Friday, July 27, 2012

Olympics: Sport, Politics, and Mistakes

The official opening ceremonies are scheduled tonight for the 2012 London Olympics and already the world has been treated to a series of sporting events (soccer or football depending upon which side of the ocean you reside) and some poorly timed mistakes all highlighting the increasing political overtones to a game which is supposed to transcend politics.

Many of the problems are detailed in an ABC News article titled: On World Stage, Olympic Culture Clashes Inevitable, but one of them is particularly interesting to me:

Already, the International Olympic Committee and Prime Minister David Cameron have apologized profusely for the most blatant mistake to date: displaying South Korea's flag rather than North Korea's on a giant screen ahead of Pyongyang's inaugural women's soccer match Wednesday night. The flap sent the North's team off the pitch for an hour in protest.

I am happy that the soccer team returned after a short protest. They won the match 2-0 over the Colombian women's team.

The series of problem highlights how difficult it is to get thousands of moving parts to synchronize for this huge event. If everyone remains focused upon the sport and international goodwill, then the games will proceed successfully despite the unintended gaffes.

But--we are living in a tit for tat world where every transgression demands recompense rather than forgiveness.

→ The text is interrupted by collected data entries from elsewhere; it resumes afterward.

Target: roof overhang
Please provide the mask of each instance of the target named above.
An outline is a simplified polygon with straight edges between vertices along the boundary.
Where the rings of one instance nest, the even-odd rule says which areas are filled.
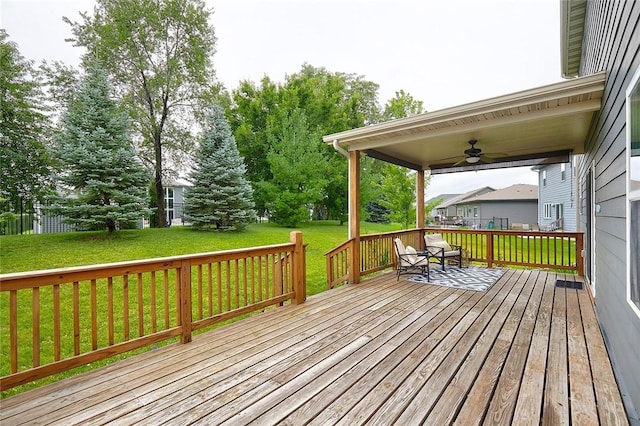
[[[580,73],[586,12],[587,0],[560,2],[560,56],[564,78],[576,77]]]
[[[432,173],[566,161],[584,152],[605,73],[391,120],[323,137],[349,151]],[[483,154],[502,154],[493,164],[454,167],[470,139]],[[555,158],[555,160],[553,159]]]

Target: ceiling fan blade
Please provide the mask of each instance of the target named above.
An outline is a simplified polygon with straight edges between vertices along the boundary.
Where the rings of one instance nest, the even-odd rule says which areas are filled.
[[[488,155],[481,155],[480,161],[483,163],[493,163],[494,161],[496,161],[496,159],[493,157],[489,157]]]
[[[451,167],[464,166],[466,164],[467,164],[467,159],[463,158],[462,160],[460,160],[460,161],[458,161],[456,163],[453,163],[453,165]]]

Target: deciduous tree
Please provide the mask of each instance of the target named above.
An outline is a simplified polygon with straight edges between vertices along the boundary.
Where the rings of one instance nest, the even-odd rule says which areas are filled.
[[[160,227],[165,162],[190,152],[196,112],[215,93],[210,14],[203,0],[97,0],[81,22],[65,18],[85,60],[105,64],[128,106],[139,154],[154,168]]]
[[[32,63],[0,29],[0,211],[31,208],[51,188],[50,127]]]

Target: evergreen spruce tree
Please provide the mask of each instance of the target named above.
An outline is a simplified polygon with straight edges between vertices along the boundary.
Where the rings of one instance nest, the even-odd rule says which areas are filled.
[[[209,114],[194,163],[189,175],[193,187],[184,197],[186,222],[196,228],[229,231],[255,220],[246,165],[219,105]]]
[[[98,63],[87,74],[63,114],[55,137],[64,196],[49,210],[80,229],[128,227],[152,213],[147,208],[151,180],[129,140],[127,114],[110,97]]]

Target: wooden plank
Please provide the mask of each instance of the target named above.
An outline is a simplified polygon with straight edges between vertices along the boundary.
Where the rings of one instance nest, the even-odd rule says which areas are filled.
[[[524,271],[518,277],[518,283],[515,287],[518,293],[510,297],[512,312],[509,313],[509,316],[505,320],[493,347],[478,372],[473,386],[469,390],[465,401],[460,407],[460,411],[455,417],[454,424],[471,425],[483,422],[491,401],[491,396],[495,391],[498,379],[503,371],[512,340],[517,332],[520,316],[526,306],[526,300],[528,300],[527,292],[531,292],[531,288],[533,287],[532,283],[535,283],[536,276],[537,272]],[[529,288],[525,290],[527,284],[529,284]],[[525,298],[519,297],[520,291],[525,292],[526,300]]]
[[[513,414],[514,425],[526,426],[540,421],[556,279],[554,274],[545,275],[546,284],[544,285],[538,315],[535,319],[535,329],[533,330],[527,363],[522,376],[518,402]]]
[[[566,279],[566,278],[565,278]],[[582,316],[577,292],[565,291],[567,299],[567,355],[569,364],[569,395],[571,398],[571,424],[598,424],[598,410],[593,393],[593,378],[589,355],[582,328]]]
[[[433,289],[428,287],[422,290],[424,290],[423,297],[427,297],[429,293],[433,292]],[[326,357],[332,356],[333,353],[361,335],[363,331],[367,335],[374,333],[372,330],[396,311],[397,304],[418,303],[412,295],[416,294],[405,293],[390,296],[386,306],[379,309],[376,309],[375,305],[369,308],[365,305],[364,309],[356,313],[352,308],[349,310],[351,316],[344,316],[341,322],[337,322],[335,326],[306,333],[310,334],[306,338],[297,333],[290,333],[285,336],[287,340],[282,342],[280,349],[274,347],[257,351],[254,357],[255,361],[249,364],[250,368],[243,369],[242,365],[234,365],[231,371],[233,374],[227,372],[224,376],[207,378],[206,383],[200,386],[201,390],[195,395],[196,398],[185,394],[179,411],[182,412],[187,408],[191,408],[191,410],[175,417],[175,421],[178,424],[183,424],[185,421],[195,421],[202,416],[209,415],[216,422],[219,422],[243,409],[248,409],[252,403],[257,402],[260,398],[268,398],[272,391],[271,384],[285,383],[287,381],[285,375],[293,379],[303,374],[310,365],[314,365],[314,362],[319,363]],[[418,293],[418,299],[420,297],[421,295]],[[340,325],[342,326],[340,327]],[[276,376],[280,378],[278,379]],[[174,400],[175,394],[171,397]],[[202,405],[198,406],[199,404]],[[128,417],[125,419],[126,421],[131,420]],[[207,422],[206,419],[200,420]],[[169,421],[169,417],[165,412],[158,410],[155,416],[145,418],[145,422],[153,423],[154,421],[166,423]]]
[[[397,386],[412,371],[412,365],[420,362],[421,354],[430,352],[442,337],[443,330],[451,329],[480,299],[479,294],[460,299],[435,313],[432,321],[422,327],[411,338],[394,348],[375,367],[355,380],[349,391],[342,395],[334,395],[331,404],[326,406],[311,421],[310,425],[335,423],[340,419],[347,424],[362,423],[370,413],[379,406],[390,389]],[[382,382],[385,383],[382,383]],[[387,392],[385,393],[385,389]],[[350,416],[346,418],[345,414]],[[359,419],[355,421],[353,419]]]
[[[503,327],[504,322],[509,321],[511,317],[510,312],[514,309],[513,304],[515,303],[517,305],[521,299],[525,299],[522,303],[526,304],[526,299],[529,297],[528,293],[530,293],[531,288],[533,288],[533,286],[526,286],[526,282],[524,281],[521,282],[520,286],[516,283],[507,297],[497,307],[495,313],[490,314],[491,311],[486,311],[483,312],[483,315],[487,314],[486,316],[478,317],[478,320],[474,322],[456,344],[454,351],[447,357],[446,362],[443,362],[438,367],[434,375],[423,385],[420,393],[416,395],[410,405],[398,418],[399,423],[422,422],[426,417],[427,422],[437,424],[438,420],[436,419],[438,417],[443,416],[445,413],[451,414],[456,411],[454,408],[458,405],[449,405],[449,403],[446,402],[448,397],[447,390],[455,390],[461,385],[460,382],[455,380],[454,376],[464,371],[466,361],[470,361],[471,363],[475,362],[474,370],[477,372],[477,369],[481,365],[477,363],[478,358],[484,358],[484,356],[480,357],[477,351],[482,351],[484,347],[483,352],[486,355],[494,341],[493,338],[490,338],[488,339],[489,341],[485,343],[485,341],[481,340],[481,337],[487,334],[498,336],[498,332]],[[475,353],[471,355],[471,352]],[[449,388],[449,386],[451,387]],[[447,395],[444,395],[445,393],[447,393]],[[448,408],[431,411],[432,407],[436,403],[440,403],[443,398],[445,400],[443,406],[448,405]],[[460,398],[460,400],[461,399],[462,398]],[[449,423],[450,422],[451,419],[449,420]]]
[[[628,424],[620,390],[593,309],[591,293],[588,290],[579,292],[578,300],[591,364],[598,419],[601,424]]]
[[[380,315],[377,312],[376,315],[379,319],[384,320],[364,333],[367,339],[366,344],[354,348],[354,351],[348,354],[346,358],[337,359],[336,361],[339,362],[327,365],[326,367],[328,368],[326,369],[317,368],[322,366],[327,358],[334,356],[333,354],[327,356],[323,353],[318,353],[298,363],[298,368],[287,368],[280,374],[271,377],[270,381],[280,384],[277,391],[269,393],[258,404],[252,404],[250,408],[242,409],[235,416],[228,418],[225,423],[236,424],[252,421],[261,424],[277,422],[295,408],[304,404],[320,390],[329,386],[337,377],[342,376],[350,368],[366,359],[376,349],[386,345],[387,341],[393,336],[403,334],[407,332],[407,329],[417,331],[419,327],[416,327],[416,323],[422,316],[420,309],[426,304],[427,300],[420,296],[412,299],[408,300],[408,304],[402,304],[399,311],[393,309],[396,312],[393,314],[393,311],[391,311],[390,314],[393,314],[393,316],[389,318],[386,318],[387,315]],[[424,322],[420,323],[421,325],[424,324]],[[362,335],[359,331],[356,334]],[[351,344],[349,343],[351,340],[348,339],[346,341],[347,347]],[[309,365],[312,365],[312,368],[317,368],[315,374],[309,374]],[[200,421],[208,423],[214,419],[219,421],[220,418],[221,416],[218,412],[213,412],[209,414],[209,417],[200,419]]]
[[[535,301],[535,291],[541,291],[540,288],[544,288],[544,277],[546,274],[540,274],[538,280],[542,280],[541,283],[535,283],[534,296],[532,300]],[[459,407],[462,405],[467,393],[470,391],[473,385],[478,371],[485,363],[495,339],[498,337],[502,325],[506,320],[506,313],[509,312],[511,306],[503,304],[496,315],[491,319],[487,327],[485,328],[482,336],[476,342],[473,350],[467,356],[463,366],[458,370],[456,375],[451,380],[447,389],[443,392],[440,399],[432,409],[432,413],[429,415],[427,421],[432,424],[450,424],[456,417],[457,410],[452,407]],[[506,311],[506,313],[503,313]],[[546,355],[546,351],[545,351]],[[543,372],[544,378],[544,372]],[[515,420],[515,418],[514,418]]]
[[[556,288],[551,313],[547,375],[542,403],[543,425],[569,424],[566,315],[565,289]]]
[[[481,315],[491,315],[498,309],[508,292],[499,293],[500,286],[493,286],[479,299],[470,299],[456,311],[455,322],[440,327],[430,335],[421,347],[405,358],[392,374],[376,385],[341,420],[340,424],[360,423],[367,419],[372,423],[388,423],[401,414],[410,399],[421,388],[440,363],[450,353],[468,327]],[[496,302],[498,301],[498,302]]]
[[[536,278],[538,278],[538,274],[536,274]],[[498,385],[491,398],[491,403],[485,416],[485,424],[511,425],[514,422],[513,412],[515,411],[518,400],[520,383],[522,382],[522,375],[531,346],[531,339],[544,291],[545,280],[542,278],[540,282],[536,280],[532,284],[535,285],[535,287],[526,304],[526,309],[520,318],[516,335],[513,337],[509,355],[504,363],[502,374],[500,374]],[[512,317],[514,313],[517,315],[517,311],[519,310],[517,305],[518,303],[514,306]]]
[[[462,292],[440,293],[437,298],[406,317],[409,320],[406,326],[401,325],[402,328],[396,327],[380,335],[368,348],[371,350],[363,353],[365,356],[359,359],[350,357],[348,362],[332,369],[331,374],[309,383],[309,390],[304,396],[297,394],[290,396],[288,400],[263,414],[263,418],[278,419],[288,424],[302,424],[316,417],[330,402],[339,399],[346,392],[354,392],[353,384],[361,376],[388,358],[398,359],[400,346],[406,343],[406,349],[402,350],[411,351],[412,347],[419,344],[418,336],[424,333],[425,329],[435,330],[437,325],[448,317],[447,310],[452,312],[469,297],[471,297],[470,294],[462,294]],[[395,330],[399,332],[393,334]],[[411,337],[407,338],[407,336]],[[284,419],[284,415],[288,417]]]

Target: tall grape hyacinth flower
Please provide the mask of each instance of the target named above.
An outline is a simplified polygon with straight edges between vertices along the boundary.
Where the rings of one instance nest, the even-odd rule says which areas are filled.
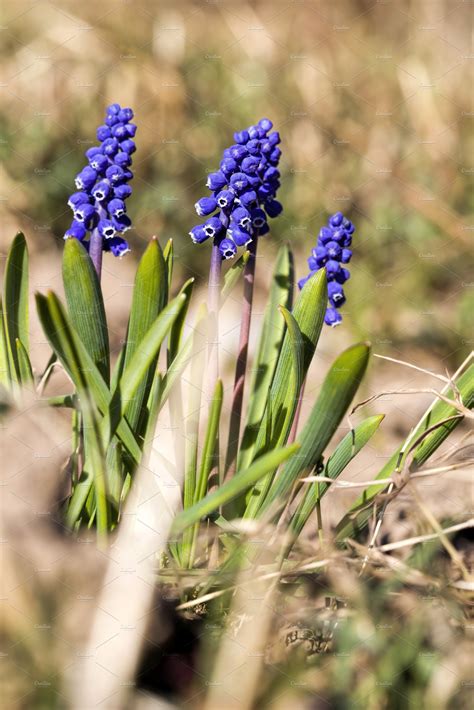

I know, I'd really be upset if the US flag were displayed upside down or our athletes were credited to some other country--like Puerto Rico. But while there is a high degree of national pride evident in the games, they are really dedicated to competition across all of the political, regional, social, and religious boundaries which divide and separate the people of this planet.

The more we know each other, the more we can appreciate what they have accomplished to be on the worldwide stage for their few moments of fame and glory. And not fame and glory to the country they represent, but to the sport and athletic excellence.